I can tell you he recorded and toured with the incomparable (and notoriously demanding) Charles Mingus for 14 years, sat in for Charlie Parker in the film “Bird,” and blah blah blah, and maybe I should have told you more than “don’t miss this one, in your own backyard.” But the legends, in any genre, are rare birds, and if you wait they will be gone. Will McPherson still be touring at 90?
“CHARLES ANDREWS HAS LISTENED TO A LOT OF MUSIC
of all kinds, including more than 2,000 live shows” (probably 2500 by now). This Charles McPherson concert Saturday goes into the Top 25. Beyond McPherson’s performance, the other three band members, all unknowns to me, were each ridiculously talented. It was transcendent, every number. His “Nature Boy” may be the best I’ve ever heard, and his “Cherokee” ripped the roof off.
How could you have missed this?
I was part of a really interesting panel discussion Thursday at our Main Library, about “Music on the Westside,” all aspects. There was talk of a need for more venues here, especially for up-and-coming artists, and I agreed but also pointed out the need to support the ones we already have, right here in SM, like McCabe’s, Harvelle’s, Jacaranda, the Jazz Bakery. Pulling out your credit card for a donation is great (do it!), but how about just going to worthwhile shows? Win, win. Booking great musicians, especially consistently, takes tremendous effort and skill.
NOW SOME GOOD NEWS - SURF’S UP!
David Leaf is a Santa Monica writer-producer-director known for documentaries, music programs, and pop culture retrospectives. He is an Adjunct Professor at UCLA’s Herb Alpert School of Music, and manages their Music Industry minor Intern Program. He says “if I’m passionate about an artist, I want to know everything” and that certainly applies to Brian Wilson and the Beach Boys -- he’s probably THE authority. But he’s not a “history professor,” and he uses his music knowledge to prepare his students for real-world challenges in the music industry.
He also is a longtime good friend of Brian Wilson, one of the towering if troubled figures of 20th Century music and pop culture. Would there be The California Dream known worldwide without his Beach Boys? Doubtful. Leaf was the first to write a credible book about that, in 1978, “The Beach Boys and the California Myth.” (Out of print for years, if you can find it, even in paperback, grab a Franklin or two.) I promise, in another column I will tell you the cool, unique story of how David, Brian and I met, more than 30 years ago.
This last weekend I got an announcement from Leaf that he has endowed the “Brian Wilson Scholarship for Composition, Arrangement and Production of Popular Music,” with the first recipient already selected, student composer David Ghesser. “Contributions are very much welcomed,” said Leaf.
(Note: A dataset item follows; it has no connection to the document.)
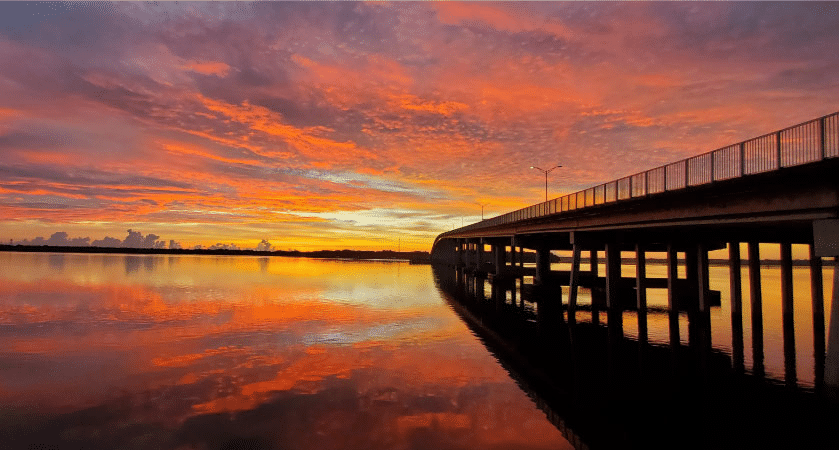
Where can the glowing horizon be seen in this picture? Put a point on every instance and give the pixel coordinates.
(374, 126)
Dollar levels of donation are cleverly assigned BB song titles (“Don’t Worry Baby”), but “any contribution is generous,” he said.
“It gives me great satisfaction to know that each year,” Leaf wrote, “a student musician will delve even more deeply into Brian’s one-of-a-kind body of work and carry his legacy with them throughout their career.”
Now, lest you think that’s a bit puffed up for songs about surfing, cars and CA girls, you don’t understand what nearly every musician on the planet knows. I didn’t quite, either, in’88, but as promised, I will tell you later.